# ingénieur des arts et manufactures



## ValerioPak

Salve a tutti,

sto traducendo un libro dal francese all'italiano. L'autore viene definito ingénieur A et M, che cercando in Internet, ho scoperto essere ingénieur des arts et manufactures. Esiste un equivalente italiano? Mi pare di capire che in inglese non venga tradotto.

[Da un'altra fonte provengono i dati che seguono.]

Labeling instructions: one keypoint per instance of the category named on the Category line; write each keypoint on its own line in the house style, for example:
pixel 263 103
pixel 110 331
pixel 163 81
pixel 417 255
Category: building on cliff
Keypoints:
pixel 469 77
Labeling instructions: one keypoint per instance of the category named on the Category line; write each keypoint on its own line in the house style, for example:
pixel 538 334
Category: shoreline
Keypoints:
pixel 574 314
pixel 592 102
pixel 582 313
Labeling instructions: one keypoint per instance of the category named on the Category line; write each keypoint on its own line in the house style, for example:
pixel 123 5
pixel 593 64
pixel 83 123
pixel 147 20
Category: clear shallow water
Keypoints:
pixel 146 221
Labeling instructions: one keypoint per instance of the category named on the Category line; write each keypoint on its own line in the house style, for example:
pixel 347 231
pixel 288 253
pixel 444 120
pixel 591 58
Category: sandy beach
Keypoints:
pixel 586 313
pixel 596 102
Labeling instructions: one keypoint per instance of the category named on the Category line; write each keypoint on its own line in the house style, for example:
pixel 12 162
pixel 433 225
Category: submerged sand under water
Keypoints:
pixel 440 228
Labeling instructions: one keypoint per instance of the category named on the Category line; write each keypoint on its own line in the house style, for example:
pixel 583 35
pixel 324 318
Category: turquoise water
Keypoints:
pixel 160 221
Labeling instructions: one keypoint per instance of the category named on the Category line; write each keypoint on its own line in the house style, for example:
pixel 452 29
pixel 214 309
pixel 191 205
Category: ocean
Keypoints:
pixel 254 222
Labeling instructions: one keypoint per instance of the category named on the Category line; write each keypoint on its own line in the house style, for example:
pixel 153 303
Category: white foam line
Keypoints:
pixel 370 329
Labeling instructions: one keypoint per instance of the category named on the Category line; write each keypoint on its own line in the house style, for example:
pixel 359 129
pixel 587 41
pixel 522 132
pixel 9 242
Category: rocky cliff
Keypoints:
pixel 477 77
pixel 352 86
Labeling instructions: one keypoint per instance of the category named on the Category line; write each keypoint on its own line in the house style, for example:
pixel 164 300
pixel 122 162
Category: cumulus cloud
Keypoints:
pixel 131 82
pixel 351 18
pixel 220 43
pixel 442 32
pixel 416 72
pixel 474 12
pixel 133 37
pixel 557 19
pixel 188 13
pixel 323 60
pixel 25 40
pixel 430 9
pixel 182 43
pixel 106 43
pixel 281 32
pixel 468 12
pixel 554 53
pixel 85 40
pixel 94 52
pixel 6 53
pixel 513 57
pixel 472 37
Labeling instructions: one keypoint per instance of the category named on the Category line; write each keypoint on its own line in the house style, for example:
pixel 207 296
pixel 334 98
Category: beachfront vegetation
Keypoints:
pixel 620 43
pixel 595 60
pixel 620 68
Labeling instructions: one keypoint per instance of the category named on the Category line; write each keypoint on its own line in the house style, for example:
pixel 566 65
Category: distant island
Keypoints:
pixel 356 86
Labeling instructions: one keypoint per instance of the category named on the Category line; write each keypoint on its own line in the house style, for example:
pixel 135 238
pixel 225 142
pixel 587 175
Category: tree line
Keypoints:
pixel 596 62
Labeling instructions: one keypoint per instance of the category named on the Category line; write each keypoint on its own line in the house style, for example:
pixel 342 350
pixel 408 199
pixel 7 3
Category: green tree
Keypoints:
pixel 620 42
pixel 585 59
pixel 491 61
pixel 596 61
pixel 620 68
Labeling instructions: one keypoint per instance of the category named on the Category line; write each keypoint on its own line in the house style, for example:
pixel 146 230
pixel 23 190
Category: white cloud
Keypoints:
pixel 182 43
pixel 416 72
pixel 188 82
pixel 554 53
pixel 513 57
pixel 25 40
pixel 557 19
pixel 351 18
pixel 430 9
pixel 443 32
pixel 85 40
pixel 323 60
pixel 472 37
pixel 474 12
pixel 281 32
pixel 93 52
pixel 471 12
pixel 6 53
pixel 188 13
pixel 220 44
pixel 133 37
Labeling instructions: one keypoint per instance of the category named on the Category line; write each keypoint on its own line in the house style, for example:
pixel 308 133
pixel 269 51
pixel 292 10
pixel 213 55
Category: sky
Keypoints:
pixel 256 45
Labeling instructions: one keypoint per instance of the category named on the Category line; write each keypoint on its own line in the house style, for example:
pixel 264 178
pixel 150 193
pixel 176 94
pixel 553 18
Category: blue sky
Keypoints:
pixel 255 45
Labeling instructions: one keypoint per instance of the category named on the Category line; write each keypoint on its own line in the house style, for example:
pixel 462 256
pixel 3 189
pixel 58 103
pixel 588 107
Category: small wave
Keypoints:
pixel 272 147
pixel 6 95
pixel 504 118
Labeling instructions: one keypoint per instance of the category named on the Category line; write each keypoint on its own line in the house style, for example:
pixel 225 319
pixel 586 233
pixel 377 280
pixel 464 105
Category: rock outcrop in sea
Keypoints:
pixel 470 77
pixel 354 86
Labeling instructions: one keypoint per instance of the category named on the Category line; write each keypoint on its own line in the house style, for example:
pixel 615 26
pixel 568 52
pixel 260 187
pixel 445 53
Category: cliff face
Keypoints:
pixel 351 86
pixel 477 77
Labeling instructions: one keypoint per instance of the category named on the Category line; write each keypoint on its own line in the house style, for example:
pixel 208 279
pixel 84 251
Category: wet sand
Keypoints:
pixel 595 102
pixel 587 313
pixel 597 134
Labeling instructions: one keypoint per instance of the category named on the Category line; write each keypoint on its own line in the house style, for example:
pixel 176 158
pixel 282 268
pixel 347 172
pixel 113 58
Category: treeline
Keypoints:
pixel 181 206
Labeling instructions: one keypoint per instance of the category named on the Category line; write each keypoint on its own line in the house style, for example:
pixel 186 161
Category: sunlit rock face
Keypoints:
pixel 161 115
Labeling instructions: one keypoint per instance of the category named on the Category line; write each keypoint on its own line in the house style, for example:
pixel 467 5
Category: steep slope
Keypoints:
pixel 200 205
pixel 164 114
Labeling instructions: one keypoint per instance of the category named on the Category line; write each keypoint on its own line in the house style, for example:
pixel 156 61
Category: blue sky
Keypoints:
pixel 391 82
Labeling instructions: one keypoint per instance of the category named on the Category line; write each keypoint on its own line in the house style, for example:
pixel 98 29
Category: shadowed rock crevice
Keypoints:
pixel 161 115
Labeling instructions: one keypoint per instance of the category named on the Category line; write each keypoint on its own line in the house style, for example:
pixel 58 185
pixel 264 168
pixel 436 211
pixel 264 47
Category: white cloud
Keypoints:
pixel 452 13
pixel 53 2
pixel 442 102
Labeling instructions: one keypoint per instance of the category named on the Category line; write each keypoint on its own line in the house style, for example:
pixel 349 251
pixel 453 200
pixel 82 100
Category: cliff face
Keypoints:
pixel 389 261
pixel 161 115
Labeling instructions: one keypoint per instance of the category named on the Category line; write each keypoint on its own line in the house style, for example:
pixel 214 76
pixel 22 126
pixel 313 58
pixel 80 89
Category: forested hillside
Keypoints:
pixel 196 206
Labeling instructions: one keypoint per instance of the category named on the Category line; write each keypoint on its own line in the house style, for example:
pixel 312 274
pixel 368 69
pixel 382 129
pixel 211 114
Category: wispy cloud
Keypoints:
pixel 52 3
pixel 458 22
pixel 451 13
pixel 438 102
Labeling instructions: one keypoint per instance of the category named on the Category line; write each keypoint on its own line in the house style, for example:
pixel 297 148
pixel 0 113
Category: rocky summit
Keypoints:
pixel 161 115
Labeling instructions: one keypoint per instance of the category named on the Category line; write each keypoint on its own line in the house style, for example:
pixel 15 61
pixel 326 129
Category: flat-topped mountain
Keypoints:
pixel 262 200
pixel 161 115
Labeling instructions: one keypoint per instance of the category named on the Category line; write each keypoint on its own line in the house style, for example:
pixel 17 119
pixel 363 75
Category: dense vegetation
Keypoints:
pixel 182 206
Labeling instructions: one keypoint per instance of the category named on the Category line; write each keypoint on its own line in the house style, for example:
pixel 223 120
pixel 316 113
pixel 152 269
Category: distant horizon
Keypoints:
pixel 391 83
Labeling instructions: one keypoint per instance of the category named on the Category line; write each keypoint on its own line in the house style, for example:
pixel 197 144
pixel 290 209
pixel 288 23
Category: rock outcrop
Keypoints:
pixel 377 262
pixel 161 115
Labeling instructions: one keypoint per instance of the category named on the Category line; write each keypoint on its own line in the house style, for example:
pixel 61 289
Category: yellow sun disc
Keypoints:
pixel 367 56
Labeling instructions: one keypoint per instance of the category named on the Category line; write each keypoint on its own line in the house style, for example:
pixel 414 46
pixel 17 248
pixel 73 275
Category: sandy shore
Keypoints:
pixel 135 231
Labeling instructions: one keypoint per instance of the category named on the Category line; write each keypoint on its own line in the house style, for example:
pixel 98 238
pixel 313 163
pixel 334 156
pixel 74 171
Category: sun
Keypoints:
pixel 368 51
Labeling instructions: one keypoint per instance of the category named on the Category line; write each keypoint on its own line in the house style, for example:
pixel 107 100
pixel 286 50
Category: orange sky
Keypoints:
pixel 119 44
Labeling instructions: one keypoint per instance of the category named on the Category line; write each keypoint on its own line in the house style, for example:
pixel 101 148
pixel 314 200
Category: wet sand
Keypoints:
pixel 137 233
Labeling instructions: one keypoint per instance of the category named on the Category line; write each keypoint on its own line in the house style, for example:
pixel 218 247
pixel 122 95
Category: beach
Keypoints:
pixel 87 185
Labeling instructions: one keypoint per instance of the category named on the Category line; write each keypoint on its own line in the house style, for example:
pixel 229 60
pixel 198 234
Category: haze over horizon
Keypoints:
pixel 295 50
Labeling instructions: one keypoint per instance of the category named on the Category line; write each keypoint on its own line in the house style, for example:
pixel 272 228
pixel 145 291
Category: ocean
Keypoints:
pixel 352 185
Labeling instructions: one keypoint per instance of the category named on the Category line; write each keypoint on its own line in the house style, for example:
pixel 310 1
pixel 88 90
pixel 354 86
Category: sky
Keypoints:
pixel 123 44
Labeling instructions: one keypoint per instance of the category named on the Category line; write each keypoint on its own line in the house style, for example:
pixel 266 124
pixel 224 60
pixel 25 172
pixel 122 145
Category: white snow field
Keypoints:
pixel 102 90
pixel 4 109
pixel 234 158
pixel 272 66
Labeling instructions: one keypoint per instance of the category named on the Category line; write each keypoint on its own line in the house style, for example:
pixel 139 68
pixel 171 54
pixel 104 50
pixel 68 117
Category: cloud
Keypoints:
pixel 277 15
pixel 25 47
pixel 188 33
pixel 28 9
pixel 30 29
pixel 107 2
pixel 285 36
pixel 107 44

Grazie in anticipo a chi potrà aiutarmi.

Valerio


----------



## Nunou

Ciao Valerio,
per essere sincera non lo so. Mentre aspettiamo rinforzi, ti posto alcuni link.
 Prova a vedere cosa può "_collimare_"...forse ingegneria civile / industriale? Mah..
A mio avviso non devi tradurlo, alcune qualifiche/lauree/diplomi sono diverse da paese a paese.   
http://fr.wikipedia.org/wiki/École_centrale_Paris
http://it.wikipedia.org/wiki/Ingegnere (qui sono indicate le varie specializzazioni italiane)


----------



## matoupaschat

Mi viene piuttosto "Ingénieur des Arts et Métiers" => vedi qui
Ciao


----------



## Nunou

Ah...!!
Matou, sembra la stessa cosa che avevo trovato prima, ma allora perché era tradotto in quella maniera? 
Ad ogni modo, sembra essere una scuola post-universitaria. Da noi e in Italia ci sono Scuole d'Arte e mestieri/Arti e mestieri ma a quanto ne so io, sono scuole superiori che non conferiscono lo stesso tipo di titolo. Per diventare ingegneri si va al Politecnico, in Italia esiste anche un'Alta scuola politecnica. Non sto a spiegarvi la situazione elvetica dei "Politecnici" perché è un po' complicata e comunque non rilevante per il nostro contesto. Delle scuole francesi e belghe so davvero pochissimo...tutto sommato, credo di cominciare a fare una certa confusione...per cui mi fermo qui. 

Buona serata..


----------



## matoupaschat

Anche io ad oggi ne so pochissimo, perché sono Belga e tutto ha cambiato nome da quando ho fatto gli studi, adesso è una vera Babele!
Buona notte, cara Nunou


----------



## Pernie

Ciao a tutti,
Concordo con Matou, credo si tratti di un  Ingénieur des Arts et Métiers  http://www.ensam.fr/
Significa che (se non mi sbaglio) l’autore in questione non ha frequentato l’università, ma una “Grande école” http://fr.wikipedia.org/wiki/Grande_%C3%A9cole . Si tratta di una formazione secondaria di alto livello a cui si accede solo  tramite concorso.
In Italia non esiste questa dicotomia université/grande école. Per rendere l’idea direi qualcosa di questo genere l_’autore ha un diploma in ingegneria ottenuto presso la prestigiosa École nationale supérieure d’arts et métiers._

Ciao!


----------



## ValerioPak

Grazie a tutti per le precisazioni. Mi pare molto più chiaro ora.

V.


----------